Este patrón se ha podido observar desde que Estados Unidos excluyó a China de su cadena de suministro de tecnología satelital en la década de 1990, lo que impulsó a China a desarrollar sus propias capacidades. Existe el riesgo de que lo mismo esté sucediendo ahora con los semiconductores avanzados y el equipo de fabricación de semiconductores, y en otras áreas. Hasta ahora, los fabricantes chinos de teléfonos inteligentes han utilizado software extranjero Android y Linux. En noviembre, Huawei lanzó su primer dispositivo con un sistema operativo de fabricación china.
El principal efecto duradero de muchos controles a las exportaciones fue que las empresas estadounidenses perdieron ingresos que podrían haberles permitido gastar más en investigación e innovación.
El aliado más fiable de China en su lucha es el nativismo estadounidense. En 2009, Erdal Arıkan, un graduado turco del Instituto Tecnológico de California y del Instituto Tecnológico de Massachusetts, resolvió problemas teóricos que hicieron posible la transición de la red 4G a la mucho más rápida Internet móvil 5G. Como Arıkan no recibió la tarjeta verde, tuvo que abandonar Estados Unidos y se dirigió a China. Huawei utilizó el trabajo de Arıkan para convertirse en un líder mundial en 5G y ahora posee la mayoría de las patentes relacionadas con su avance.
Si Estados Unidos se empeña en desvincularse de China, corre el riesgo de empujar a muchos más innovadores y empresarios al Lejano Oriente. En teoría, hay buenas razones para detener la exportación de tecnologías sensibles a rivales geopolíticos, pero ¿de qué sirve encerrar a un rival geopolítico si los productores de vanguardia sienten la necesidad de unirse a ese rival tras la cerca?
Trumpf, un productor alemán de láseres y herramientas para chips, se ha enfrentado a mayores obstáculos y costosos retrasos después de que el gobierno estadounidense presionara a Alemania para que restringiera sus exportaciones a China. En respuesta, Trumpf trasladó parte de su producción de corte láser 3D a China. Hagen Zimer, director de operaciones láser de la empresa, dijo que esto podría ser solo el comienzo: «Si me penalizan aún más con estas restricciones y retrasos en las exportaciones a China, entonces simplemente nos trasladaremos a China», dijo al Financial Times en septiembre.

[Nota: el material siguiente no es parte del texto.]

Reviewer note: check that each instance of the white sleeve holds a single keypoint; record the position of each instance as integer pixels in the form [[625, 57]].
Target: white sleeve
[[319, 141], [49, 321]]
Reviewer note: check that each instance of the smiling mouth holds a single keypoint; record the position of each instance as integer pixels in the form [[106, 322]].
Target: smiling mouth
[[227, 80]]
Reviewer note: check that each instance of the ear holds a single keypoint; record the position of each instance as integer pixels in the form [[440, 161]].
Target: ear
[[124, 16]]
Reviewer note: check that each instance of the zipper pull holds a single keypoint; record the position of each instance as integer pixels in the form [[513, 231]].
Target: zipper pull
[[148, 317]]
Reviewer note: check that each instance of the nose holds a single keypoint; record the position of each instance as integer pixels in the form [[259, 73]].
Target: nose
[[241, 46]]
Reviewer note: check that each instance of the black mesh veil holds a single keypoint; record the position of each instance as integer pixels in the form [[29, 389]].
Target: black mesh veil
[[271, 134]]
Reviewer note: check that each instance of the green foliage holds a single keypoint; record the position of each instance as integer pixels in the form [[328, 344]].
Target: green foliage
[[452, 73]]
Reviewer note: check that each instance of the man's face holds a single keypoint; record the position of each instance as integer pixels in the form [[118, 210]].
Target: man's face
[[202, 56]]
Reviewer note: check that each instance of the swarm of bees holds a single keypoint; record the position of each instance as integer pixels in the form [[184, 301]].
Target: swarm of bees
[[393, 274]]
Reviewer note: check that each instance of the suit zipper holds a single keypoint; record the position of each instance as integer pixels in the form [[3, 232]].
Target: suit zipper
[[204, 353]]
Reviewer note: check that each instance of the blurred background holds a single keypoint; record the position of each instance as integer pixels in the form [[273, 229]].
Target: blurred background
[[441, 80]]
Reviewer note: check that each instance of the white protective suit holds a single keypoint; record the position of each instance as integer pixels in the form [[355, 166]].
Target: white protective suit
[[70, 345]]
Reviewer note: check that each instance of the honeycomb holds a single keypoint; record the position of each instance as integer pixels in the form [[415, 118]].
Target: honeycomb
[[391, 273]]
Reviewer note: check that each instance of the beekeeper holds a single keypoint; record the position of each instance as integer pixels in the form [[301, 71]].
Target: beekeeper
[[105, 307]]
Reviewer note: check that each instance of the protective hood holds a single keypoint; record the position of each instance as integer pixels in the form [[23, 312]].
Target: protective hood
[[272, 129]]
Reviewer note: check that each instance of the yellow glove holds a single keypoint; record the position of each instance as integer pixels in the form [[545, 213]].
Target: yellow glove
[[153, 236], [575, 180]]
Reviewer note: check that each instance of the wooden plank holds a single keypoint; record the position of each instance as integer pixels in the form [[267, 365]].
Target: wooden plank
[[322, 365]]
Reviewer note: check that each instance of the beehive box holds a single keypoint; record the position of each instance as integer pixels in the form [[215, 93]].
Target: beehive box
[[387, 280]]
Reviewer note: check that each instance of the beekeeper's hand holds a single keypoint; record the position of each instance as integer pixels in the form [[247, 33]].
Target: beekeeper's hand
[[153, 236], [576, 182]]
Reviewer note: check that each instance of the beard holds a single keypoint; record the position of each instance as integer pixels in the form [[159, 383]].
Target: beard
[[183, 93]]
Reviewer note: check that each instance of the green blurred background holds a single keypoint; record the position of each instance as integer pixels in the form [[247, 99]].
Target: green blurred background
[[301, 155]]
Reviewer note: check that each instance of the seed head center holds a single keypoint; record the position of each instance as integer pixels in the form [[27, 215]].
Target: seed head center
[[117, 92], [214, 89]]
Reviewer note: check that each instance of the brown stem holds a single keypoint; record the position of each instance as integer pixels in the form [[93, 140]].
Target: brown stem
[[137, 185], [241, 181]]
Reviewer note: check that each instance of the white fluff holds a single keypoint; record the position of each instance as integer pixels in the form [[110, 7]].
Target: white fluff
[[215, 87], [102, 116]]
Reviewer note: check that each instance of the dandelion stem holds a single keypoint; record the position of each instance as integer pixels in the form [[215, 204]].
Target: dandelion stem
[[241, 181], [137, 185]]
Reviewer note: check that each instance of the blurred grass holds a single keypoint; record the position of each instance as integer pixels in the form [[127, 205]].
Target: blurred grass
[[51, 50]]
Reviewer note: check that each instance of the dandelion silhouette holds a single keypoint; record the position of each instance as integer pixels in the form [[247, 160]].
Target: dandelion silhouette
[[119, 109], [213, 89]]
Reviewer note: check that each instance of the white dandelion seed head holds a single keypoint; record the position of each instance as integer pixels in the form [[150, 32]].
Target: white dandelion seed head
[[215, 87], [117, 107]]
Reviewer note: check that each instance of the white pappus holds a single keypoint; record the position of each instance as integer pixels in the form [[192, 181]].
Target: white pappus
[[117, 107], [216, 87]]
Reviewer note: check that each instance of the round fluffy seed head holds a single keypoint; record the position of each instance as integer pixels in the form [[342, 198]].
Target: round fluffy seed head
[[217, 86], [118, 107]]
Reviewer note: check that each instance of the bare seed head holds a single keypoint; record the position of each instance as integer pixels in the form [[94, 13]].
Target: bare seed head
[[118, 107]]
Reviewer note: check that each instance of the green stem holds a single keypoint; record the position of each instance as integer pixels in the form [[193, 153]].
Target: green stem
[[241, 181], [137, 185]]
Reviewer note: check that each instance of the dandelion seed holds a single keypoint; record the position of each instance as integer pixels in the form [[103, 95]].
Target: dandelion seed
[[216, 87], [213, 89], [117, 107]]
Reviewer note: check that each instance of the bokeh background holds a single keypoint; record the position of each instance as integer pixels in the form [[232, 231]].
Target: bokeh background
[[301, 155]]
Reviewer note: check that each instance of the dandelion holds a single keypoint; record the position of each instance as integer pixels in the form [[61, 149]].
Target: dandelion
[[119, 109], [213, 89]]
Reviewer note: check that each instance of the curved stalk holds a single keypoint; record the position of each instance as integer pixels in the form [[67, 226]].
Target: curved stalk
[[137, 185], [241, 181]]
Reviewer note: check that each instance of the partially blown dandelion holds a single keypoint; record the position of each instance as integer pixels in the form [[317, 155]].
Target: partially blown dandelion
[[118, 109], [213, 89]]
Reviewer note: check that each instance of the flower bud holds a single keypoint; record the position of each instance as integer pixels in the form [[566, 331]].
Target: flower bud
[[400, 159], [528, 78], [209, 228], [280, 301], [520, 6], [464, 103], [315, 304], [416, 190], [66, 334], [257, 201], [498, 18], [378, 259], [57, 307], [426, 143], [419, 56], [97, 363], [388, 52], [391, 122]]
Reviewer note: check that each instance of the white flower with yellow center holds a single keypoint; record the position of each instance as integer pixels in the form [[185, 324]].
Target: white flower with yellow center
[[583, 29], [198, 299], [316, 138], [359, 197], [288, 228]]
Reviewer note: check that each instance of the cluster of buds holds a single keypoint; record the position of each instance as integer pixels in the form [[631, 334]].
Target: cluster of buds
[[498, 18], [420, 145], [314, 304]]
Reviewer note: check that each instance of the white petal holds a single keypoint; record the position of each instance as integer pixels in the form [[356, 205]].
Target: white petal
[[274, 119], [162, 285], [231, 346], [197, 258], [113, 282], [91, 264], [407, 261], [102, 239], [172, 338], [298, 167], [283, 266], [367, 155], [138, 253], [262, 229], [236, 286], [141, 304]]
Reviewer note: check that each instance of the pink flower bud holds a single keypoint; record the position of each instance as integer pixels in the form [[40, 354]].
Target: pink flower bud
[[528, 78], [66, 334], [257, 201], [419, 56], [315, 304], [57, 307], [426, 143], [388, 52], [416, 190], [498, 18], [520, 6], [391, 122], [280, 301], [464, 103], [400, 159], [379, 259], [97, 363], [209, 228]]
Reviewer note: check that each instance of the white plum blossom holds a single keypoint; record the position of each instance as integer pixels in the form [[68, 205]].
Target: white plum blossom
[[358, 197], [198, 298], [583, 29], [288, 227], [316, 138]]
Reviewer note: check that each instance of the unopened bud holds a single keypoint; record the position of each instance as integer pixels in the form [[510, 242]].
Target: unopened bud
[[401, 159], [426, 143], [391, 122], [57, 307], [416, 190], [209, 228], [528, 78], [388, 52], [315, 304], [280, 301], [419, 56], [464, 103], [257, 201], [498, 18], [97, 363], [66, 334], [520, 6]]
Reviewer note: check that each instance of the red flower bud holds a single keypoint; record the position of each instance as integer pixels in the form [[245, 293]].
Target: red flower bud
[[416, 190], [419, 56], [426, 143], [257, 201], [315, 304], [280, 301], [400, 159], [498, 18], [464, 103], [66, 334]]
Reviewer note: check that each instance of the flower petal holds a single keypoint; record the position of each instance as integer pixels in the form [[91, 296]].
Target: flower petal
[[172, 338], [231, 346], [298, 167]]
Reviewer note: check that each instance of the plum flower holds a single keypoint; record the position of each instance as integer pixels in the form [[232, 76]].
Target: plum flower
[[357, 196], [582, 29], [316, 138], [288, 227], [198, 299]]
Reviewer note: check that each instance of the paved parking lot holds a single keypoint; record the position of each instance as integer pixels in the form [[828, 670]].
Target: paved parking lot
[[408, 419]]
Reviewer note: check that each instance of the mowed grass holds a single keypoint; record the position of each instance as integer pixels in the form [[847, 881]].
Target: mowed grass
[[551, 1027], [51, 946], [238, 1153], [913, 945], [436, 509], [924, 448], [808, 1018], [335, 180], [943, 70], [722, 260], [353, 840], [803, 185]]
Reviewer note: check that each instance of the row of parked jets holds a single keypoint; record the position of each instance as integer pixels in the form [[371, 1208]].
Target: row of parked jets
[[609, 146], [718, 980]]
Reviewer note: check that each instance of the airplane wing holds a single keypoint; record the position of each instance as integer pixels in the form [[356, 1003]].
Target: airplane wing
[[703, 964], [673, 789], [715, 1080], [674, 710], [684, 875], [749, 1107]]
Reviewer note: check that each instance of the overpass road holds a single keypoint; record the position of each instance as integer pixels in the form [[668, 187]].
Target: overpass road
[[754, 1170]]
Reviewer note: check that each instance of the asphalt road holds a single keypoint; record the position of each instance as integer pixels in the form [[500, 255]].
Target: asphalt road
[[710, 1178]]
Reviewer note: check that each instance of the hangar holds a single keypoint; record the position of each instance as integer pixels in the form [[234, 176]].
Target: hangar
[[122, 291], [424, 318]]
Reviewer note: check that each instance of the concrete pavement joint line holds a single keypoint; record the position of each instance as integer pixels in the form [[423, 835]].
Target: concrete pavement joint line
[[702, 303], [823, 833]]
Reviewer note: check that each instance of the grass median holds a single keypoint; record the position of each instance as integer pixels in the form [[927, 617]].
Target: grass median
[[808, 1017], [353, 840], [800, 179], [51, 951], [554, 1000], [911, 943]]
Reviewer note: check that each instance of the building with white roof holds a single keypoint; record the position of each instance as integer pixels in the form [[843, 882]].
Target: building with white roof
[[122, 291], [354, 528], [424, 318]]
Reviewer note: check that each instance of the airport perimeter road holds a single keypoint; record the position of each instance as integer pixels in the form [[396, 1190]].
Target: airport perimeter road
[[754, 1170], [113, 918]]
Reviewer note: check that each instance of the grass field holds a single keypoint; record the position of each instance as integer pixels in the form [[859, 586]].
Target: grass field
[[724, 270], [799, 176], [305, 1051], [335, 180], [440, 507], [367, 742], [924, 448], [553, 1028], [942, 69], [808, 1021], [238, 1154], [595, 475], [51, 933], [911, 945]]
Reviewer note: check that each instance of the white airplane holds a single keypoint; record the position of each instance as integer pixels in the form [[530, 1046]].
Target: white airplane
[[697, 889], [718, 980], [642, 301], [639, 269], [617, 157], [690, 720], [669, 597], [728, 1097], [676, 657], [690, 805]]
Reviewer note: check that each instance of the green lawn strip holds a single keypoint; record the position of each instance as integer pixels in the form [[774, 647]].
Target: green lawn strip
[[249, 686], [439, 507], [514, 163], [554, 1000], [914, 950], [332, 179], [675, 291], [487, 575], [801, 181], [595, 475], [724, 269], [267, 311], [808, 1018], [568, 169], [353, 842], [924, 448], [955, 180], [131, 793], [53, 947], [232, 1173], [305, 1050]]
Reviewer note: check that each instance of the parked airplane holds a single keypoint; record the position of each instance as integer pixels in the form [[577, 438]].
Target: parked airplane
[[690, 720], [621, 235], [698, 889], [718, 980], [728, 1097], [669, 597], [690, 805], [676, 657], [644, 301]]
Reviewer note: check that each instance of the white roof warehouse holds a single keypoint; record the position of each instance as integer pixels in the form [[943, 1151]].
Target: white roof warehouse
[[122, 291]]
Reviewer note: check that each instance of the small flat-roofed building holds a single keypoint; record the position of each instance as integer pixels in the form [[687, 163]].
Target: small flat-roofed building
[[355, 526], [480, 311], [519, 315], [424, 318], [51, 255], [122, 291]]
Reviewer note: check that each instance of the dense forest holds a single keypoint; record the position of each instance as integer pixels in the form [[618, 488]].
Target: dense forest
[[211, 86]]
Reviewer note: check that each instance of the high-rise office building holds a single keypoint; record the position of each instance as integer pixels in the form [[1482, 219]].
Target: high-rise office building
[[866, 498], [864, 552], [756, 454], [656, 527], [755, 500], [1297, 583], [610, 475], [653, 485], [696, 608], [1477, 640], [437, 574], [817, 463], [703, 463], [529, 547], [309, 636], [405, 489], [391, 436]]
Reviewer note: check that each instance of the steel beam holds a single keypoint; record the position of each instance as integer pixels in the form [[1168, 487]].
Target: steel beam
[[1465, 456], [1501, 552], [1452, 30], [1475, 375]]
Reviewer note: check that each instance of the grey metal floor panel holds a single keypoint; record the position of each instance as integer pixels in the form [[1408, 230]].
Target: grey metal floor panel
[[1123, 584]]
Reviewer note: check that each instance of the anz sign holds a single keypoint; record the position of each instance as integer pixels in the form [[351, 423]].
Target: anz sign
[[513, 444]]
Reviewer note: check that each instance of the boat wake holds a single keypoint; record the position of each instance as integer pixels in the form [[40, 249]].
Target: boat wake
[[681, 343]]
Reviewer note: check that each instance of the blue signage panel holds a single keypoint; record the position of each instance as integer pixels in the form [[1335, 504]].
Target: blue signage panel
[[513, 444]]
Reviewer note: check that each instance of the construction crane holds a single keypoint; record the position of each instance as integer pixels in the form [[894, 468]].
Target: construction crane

Esto viene de una empresa de uno de los aliados más cercanos de Estados Unidos, un país que depende de las garantías de seguridad de Estados Unidos. Imaginemos cómo reaccionarán los países diplomáticamente más cercanos a China si se les obliga a elegir entre Pekín y Washington. Las encuestas realizadas a los habitantes del sudeste asiático por el Instituto ISEAS-Yusof Ishak, con sede en Singapur, revelan que el apoyo a China ha aumentado desde que comenzaron las recientes guerras comerciales. Si la región se viera «obligada a alinearse con uno de los rivales estratégicos», preguntaron los encuestadores, «¿a quién debería elegir?». En 2024, el 50,5 por ciento de los habitantes del sudeste asiático encuestados eligió a China por sobre Estados Unidos, frente al 38,9 por ciento en 2023.
Como dijo en octubre la ex ministra de Comercio de Indonesia, Mari Pangestu: «Sobre el terreno se están desarrollando dos cadenas de suministro. Nosotros elegimos ambas». Estados Unidos les está privando cada vez más de esa opción.
***
Tal vez valga la pena el impacto sobre la prosperidad, el empleo y la seguridad estadounidenses si redujera el riesgo de que China adopte una actitud cada vez más totalitaria y amenazante, pero lo más probable es que ocurra lo contrario.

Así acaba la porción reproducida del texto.